Oh noes, I did in fact miss a factor of 2 pi, didn't I. Embarrassing, but to my defense, it is really late and I was half asleep when I typed it.
(April 27, 2015 at 3:34 pm)Alex K Wrote: I think you're right, if we're bringing something up without taking sth of equal mass back down, the elevator needs to give the payload angular momentum - which it can't do by itself without slowly losing its orbit because it's not rigid and hence can't funnel the angular momentum from earths rotation. That can be done by a rocket firing sideways, and I'll do the calc over dinner how much power that would need, give me a minute
(April 27, 2015 at 2:50 pm)Chuck Wrote: I never understood how space elevator can counteract without using rockets and fuel the fact that as it moves mass up, it's moment of inertia is increasing, while its angular momentum is not.
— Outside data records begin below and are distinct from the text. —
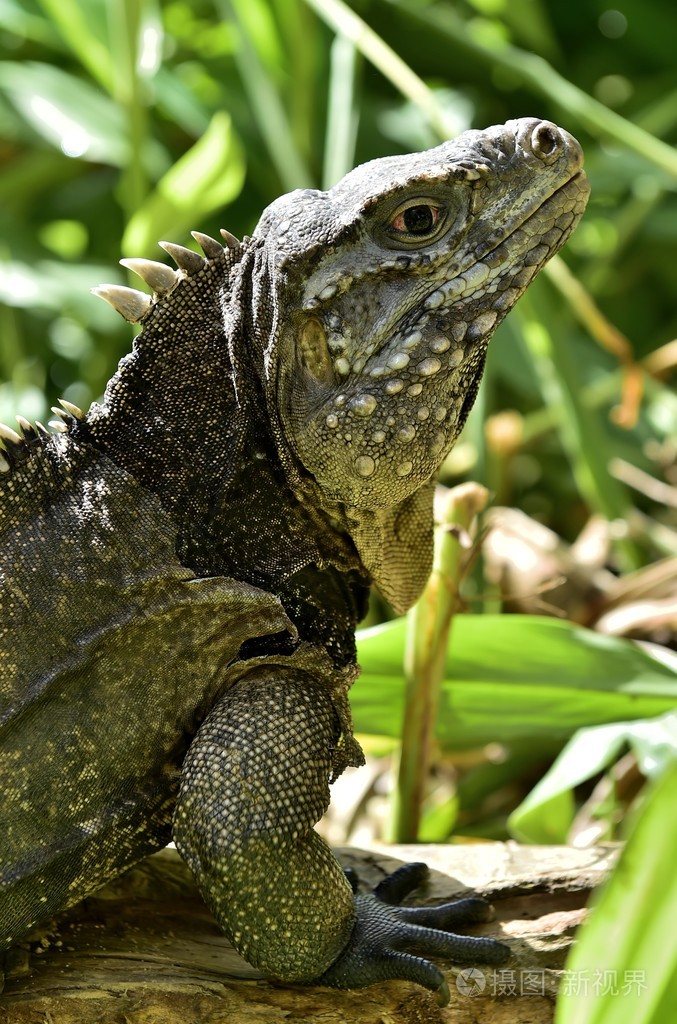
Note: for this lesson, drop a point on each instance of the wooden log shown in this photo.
(145, 949)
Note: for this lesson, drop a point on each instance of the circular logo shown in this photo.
(471, 981)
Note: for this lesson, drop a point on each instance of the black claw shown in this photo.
(352, 878)
(449, 915)
(399, 884)
(386, 937)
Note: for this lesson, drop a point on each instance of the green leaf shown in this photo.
(84, 28)
(67, 112)
(629, 937)
(546, 815)
(513, 678)
(205, 178)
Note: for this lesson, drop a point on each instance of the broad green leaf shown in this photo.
(510, 678)
(629, 937)
(205, 178)
(587, 754)
(67, 112)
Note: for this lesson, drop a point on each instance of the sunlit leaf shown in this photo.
(629, 938)
(67, 112)
(509, 678)
(207, 177)
(546, 815)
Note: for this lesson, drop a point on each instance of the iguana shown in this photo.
(183, 566)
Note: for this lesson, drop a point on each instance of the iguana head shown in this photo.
(388, 288)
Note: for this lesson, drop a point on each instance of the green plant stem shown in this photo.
(428, 630)
(340, 17)
(125, 22)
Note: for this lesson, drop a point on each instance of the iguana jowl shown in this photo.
(183, 567)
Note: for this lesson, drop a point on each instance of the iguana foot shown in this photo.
(386, 936)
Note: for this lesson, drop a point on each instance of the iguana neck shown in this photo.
(185, 416)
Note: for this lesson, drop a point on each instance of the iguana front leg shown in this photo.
(254, 782)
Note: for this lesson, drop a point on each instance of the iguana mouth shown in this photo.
(391, 321)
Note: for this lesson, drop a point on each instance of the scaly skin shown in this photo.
(182, 568)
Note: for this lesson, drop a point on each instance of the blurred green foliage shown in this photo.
(123, 122)
(126, 121)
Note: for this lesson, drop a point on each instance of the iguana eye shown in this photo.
(417, 222)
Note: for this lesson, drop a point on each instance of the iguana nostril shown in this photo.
(546, 141)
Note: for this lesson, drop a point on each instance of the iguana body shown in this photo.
(182, 568)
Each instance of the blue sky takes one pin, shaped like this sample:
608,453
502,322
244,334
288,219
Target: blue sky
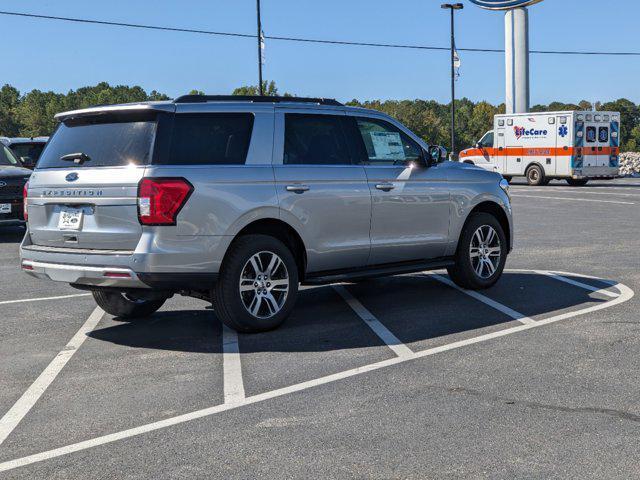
60,56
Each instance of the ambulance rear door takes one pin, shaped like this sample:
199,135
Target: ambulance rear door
591,156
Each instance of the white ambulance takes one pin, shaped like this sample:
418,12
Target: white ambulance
576,146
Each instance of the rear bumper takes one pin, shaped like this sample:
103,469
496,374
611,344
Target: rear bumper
191,263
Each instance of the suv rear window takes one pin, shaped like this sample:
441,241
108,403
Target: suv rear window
107,141
210,139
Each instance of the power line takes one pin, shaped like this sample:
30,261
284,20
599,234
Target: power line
304,40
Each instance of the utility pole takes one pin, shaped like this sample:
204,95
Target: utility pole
260,89
452,7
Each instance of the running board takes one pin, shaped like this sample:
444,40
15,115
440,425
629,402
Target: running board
337,276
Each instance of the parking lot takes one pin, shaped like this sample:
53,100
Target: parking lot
400,377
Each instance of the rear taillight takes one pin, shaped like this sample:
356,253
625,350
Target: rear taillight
161,199
25,194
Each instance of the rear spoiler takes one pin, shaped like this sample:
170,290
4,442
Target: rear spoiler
107,109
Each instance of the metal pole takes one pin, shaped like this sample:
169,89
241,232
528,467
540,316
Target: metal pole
260,89
453,88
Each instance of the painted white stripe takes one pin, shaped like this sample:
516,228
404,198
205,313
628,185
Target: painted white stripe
572,198
42,299
232,368
29,398
400,349
570,281
625,295
486,300
563,190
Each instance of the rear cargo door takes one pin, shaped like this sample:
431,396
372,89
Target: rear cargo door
84,191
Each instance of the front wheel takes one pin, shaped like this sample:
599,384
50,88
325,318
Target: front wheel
577,183
482,253
126,306
258,284
535,176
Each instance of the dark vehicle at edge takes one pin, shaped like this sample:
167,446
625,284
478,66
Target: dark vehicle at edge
13,178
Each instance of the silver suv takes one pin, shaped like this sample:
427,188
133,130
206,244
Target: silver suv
238,200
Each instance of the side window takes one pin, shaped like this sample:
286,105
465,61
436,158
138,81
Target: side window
315,140
210,138
487,140
603,134
386,144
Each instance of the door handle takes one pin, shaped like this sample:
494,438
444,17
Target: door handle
297,188
385,186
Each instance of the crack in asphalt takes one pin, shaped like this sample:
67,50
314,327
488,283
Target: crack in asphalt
621,414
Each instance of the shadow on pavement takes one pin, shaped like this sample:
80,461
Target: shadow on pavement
415,308
11,234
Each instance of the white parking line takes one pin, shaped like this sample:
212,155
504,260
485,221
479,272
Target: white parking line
625,294
575,199
578,284
12,418
563,190
232,368
486,300
400,349
41,299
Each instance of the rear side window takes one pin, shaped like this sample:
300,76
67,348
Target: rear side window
210,138
315,140
31,150
101,141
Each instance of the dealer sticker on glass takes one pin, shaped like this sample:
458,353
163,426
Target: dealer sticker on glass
70,219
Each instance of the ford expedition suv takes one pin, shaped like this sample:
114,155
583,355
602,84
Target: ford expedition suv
238,200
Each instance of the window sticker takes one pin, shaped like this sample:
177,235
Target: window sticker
387,145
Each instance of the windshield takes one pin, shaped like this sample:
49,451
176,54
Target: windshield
7,158
105,141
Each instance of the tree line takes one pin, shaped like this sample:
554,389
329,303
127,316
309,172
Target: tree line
31,113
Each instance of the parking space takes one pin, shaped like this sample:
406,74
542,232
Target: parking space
382,378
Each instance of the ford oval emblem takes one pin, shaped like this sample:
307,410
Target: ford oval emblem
504,4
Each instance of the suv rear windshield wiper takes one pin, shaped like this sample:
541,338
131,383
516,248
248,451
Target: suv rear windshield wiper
78,158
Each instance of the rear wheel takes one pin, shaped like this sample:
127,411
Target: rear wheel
577,183
126,305
258,284
535,175
482,253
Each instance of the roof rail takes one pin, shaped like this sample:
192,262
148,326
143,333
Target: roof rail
254,98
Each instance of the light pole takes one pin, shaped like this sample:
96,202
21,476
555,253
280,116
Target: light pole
453,7
259,49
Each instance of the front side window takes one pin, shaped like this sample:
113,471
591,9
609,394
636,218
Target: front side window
603,134
386,144
6,157
210,138
315,140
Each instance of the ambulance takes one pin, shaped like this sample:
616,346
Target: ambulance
575,146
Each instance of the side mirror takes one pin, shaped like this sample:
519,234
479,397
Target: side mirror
437,154
27,162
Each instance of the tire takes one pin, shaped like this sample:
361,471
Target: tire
261,306
535,175
466,272
577,183
126,307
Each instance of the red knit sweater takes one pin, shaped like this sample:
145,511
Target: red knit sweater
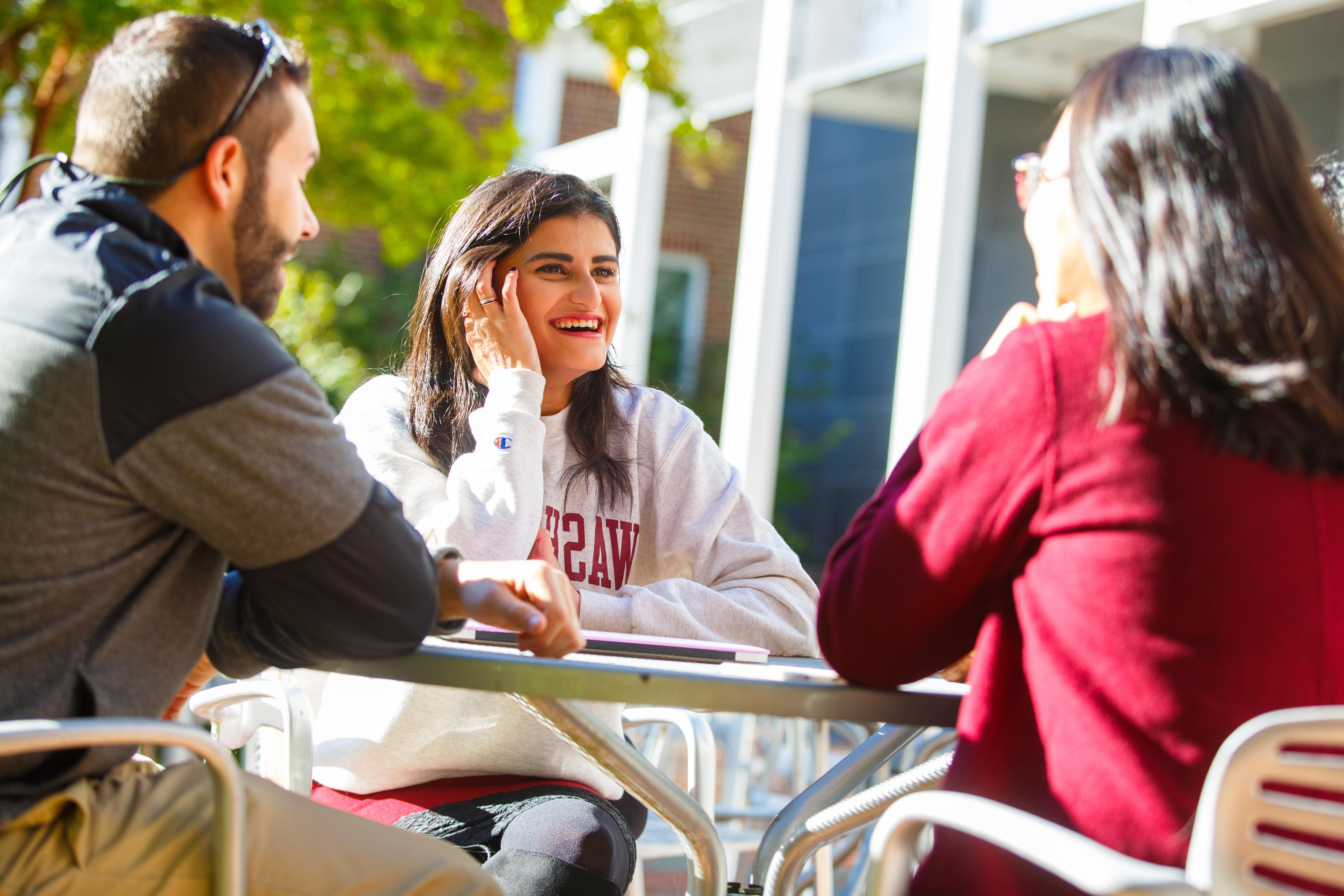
1136,597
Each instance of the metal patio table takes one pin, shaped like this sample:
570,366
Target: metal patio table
792,688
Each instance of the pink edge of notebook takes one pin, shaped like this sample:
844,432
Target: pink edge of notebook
728,652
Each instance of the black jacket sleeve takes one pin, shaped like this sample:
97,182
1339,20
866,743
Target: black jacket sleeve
373,593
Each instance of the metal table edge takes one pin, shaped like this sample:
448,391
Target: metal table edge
536,676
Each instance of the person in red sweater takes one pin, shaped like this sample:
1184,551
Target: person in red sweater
1135,516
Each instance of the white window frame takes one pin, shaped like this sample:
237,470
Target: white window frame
693,320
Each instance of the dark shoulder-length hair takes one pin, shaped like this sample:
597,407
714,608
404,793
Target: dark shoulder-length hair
1222,268
493,222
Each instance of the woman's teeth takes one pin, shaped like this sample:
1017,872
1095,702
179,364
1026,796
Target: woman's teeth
577,324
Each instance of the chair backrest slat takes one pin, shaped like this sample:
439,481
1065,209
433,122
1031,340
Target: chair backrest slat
1271,819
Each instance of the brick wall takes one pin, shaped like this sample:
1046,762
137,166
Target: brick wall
709,222
591,107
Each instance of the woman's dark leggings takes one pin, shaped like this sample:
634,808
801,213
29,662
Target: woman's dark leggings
568,847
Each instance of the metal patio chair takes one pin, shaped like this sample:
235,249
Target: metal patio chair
42,735
1269,823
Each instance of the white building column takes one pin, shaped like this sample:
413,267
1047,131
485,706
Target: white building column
639,189
943,221
1167,22
768,261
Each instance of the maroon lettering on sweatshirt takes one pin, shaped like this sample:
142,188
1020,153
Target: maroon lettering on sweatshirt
600,558
553,526
623,549
578,545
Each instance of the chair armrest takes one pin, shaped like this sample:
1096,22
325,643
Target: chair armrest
702,762
237,711
1068,855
If it can't increase its angular momentum, it will gradually begin to lag the rotation of the earth until it eventually wrap itself around the earth as it goes flaccid and collapse.
Allrighty!
As the resident rocket scientist (or so they tell me, I ain't never seen no rocket in my entire life) I shall deliver my space elevator calculation.
So, let's assume we want to move one metric tonne of material up all the way to geostationary orbit.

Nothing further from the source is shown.